[June Events] Parallèles – Raphaël Cottin et Jean Guizerix
Créée début juin au festival Tours d’Horizons, Parallèles était à l’affiche du festival June Events organisé par l’Atelier de Paris/ CDCN. Cette pièce réunit sur scène le danseur et chorégraphe Raphaël Cottin et le Danseur Étoile Jean Guizerix. Deux interprètes liés par une relation quasi filiale sur lesquels plane la douce présence-absence de Wilfride Piollet, disparue en 2015. Élève de ces deux grandes personnalités de la danse au Conservatoire national supérieur de musique et de danse de Paris dans les années 1990, Raphaël Cottin nourrissait depuis longtemps le désir de danser avec Jean Guizerix. Un duo envisagé comme « un simple moment de partage poétique où se rencontrent en même temps nos deux singularités et nos intuitions en mouvements, mon vocabulaire chorégraphique et celui, pédagogique et inspirant, de Wilfride Piollet. »
Dans une pénombre silencieuse, deux hommes bougent. Leurs mouvements sont à peine perceptibles. Peu à peu, on les découvre. Ils entament un dialogue complice. Ils se déplacent ensemble, sans que l’on sache bien qui des deux donnent la direction à l’autre. Parfois, ils cheminent de concert, parfois l’un prend des chemins de traverse. Par moment, à tour de rôle, les deux hommes prennent la parole. Raphaël Cottin égrène une sorte d’inventaire à la Prévert qui semble nous parler d’eux, de leur relation, de cette amitié que le temps a renforcé. Jean Guizerix, lui, évoque des souvenirs, ses collaborations avec Merce Cunningham et Jerome Robbins, ce solo Oiseau Triste, créé en 1972 au Théâtre des Champs-Élysées et transmis trente ans plus tard au jeune danseur. Wilfride Piollet est là, bien sûr, inspiratrice dont on a plaisir à retrouver la voix, troisième « interprète » de cette pièce qui évoque les formidables pédagogues qu’ils ont été avec Jean Guizerix. Le titre Parallèles faisant référence, à Parallèle, ouvrage publié en 1986, posant les fondations de leur méthode d’enseignement.
Avec des balles, ils s’amusent à créer un cercle et reconstituent l’espace circulaire, telle une piste de cirque où la pédagogie des Barres flexibles inventée par Wilfride Piollet peut se déployer. Rompus à cette pratique, tous deux semblent pourtant la découvrir, explorer avec étonnement et curiosité ces instants de suspension du mouvement. Une grande humilité se dégage de chacun d’eux, de cette danse toute en retenue qui puise à la source du mouvement, à la source de la connaissance de soi et de sa propre créativité.

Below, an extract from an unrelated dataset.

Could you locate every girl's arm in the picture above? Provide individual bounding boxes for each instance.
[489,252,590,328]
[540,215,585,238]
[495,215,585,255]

Au-delà de ce cheminement parallèle, cette pièce est traversée aussi par la question du temps qui passe. Jusqu’à quel âge peut-on danser ? Quelle richesse prend le corps en vieillissant ? Est-on habité par le même désir et la même force créatrice à 39 ans comme à 72 ans ? Certes, les équilibres tiennent moins bien, les sauts sont plus difficiles à négocier, la dextérité fait parfois défaut (Jean Guizerix s’en amuse sur scène avec beaucoup de distance), mais la présence est là, intacte. Une autre virtuosité irrigue chaque mouvement. Les années de pratique permettent sans aucun doute une meilleure connaissance de ses propres limites, de sa propre vulnérabilité. On le savait. Le voir s’incarner sous nos yeux n’est en que plus précieux.
Parallèles de Raphaël Cottin et Jean Guizerix à Atelier de Paris/ CDCN dans le cadre de June Events. Jeudi 14 juin 2018. Le festival June Events continuent jusqu’au 22 juin.